Deve ser mesmo porque sou munta bom a corrigir provas. Os outros cinco colegas são «caloiros». Eu vou para o tetra. Mais ninguém que tivesse ido o ano passado repetiu. E havia mais quem não tivesse ido nunca ou só uma vez. Mas vai aqui o esgraçadinho pela quarta vez ouvir a mesmas instruções e os mesmos dramas de muitos colegas, dramas esses que perdi a meio da primeira temporada.
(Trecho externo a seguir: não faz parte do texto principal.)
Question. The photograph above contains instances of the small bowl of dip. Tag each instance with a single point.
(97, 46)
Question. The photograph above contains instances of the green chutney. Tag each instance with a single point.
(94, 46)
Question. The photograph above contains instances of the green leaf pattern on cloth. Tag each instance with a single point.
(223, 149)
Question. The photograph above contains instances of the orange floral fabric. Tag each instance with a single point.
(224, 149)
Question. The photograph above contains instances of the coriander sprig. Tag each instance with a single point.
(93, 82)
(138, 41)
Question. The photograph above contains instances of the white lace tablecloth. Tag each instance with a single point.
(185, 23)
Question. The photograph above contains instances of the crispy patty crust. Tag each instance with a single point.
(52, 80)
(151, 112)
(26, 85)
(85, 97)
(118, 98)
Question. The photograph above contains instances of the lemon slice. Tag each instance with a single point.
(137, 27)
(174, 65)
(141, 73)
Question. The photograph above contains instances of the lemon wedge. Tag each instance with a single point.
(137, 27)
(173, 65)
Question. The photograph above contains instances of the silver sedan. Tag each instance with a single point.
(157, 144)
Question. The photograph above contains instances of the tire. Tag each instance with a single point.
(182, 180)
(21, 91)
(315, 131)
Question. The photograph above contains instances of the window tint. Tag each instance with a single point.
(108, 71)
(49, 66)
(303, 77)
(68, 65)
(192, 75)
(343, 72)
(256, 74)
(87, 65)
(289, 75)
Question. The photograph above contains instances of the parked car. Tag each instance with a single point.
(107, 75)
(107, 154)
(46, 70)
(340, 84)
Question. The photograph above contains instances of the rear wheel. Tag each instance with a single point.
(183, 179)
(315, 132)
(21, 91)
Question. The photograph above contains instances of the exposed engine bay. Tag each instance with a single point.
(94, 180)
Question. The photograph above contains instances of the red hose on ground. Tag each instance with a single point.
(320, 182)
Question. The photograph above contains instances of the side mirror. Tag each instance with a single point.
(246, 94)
E não faz mal que a primeira reunião caia em cima do horário lectivo do pessoal, que para isto já se pode faltar. Nem pagam horas extraordinárias, nem a distância permite ajudas de custo, e ainda por cima ficam aulas por dar no caso de alguns colegas. No meu caso ficam Encarregados de Educação por atender. Lamento, terão de voltar para a semana, são ditames superiores.

Agora não sei o que encararei com maior entusiasmo:

  • Se os colegas repetentes inconformados com as regras (este ano deve ser mais fácil, pois para fugirem á questão dos erros, a primeira parte da prova é quase toda «fechada») e que insistem de forma infrutífera em bater com a cabeça no muro.
  • Se os colegas novatos que ficam tão espantados com a lógica da classificação como eu fiquei por alturas de 2001 ou 2002. Mas depois entrei no sistema e passei a classificar como se houvesse vida para além da aferição.

Eu vou tentar não adormecer. Se as supervisoras forem as colegas do ano passado pelo menos será um prazer reencontrar velhas amizades. Valha-nos o convívio. E espero que a máquina das bebidas esteja a funcionar, que sem um chocolatinho quente o meu neurónio classificador fica lerdo.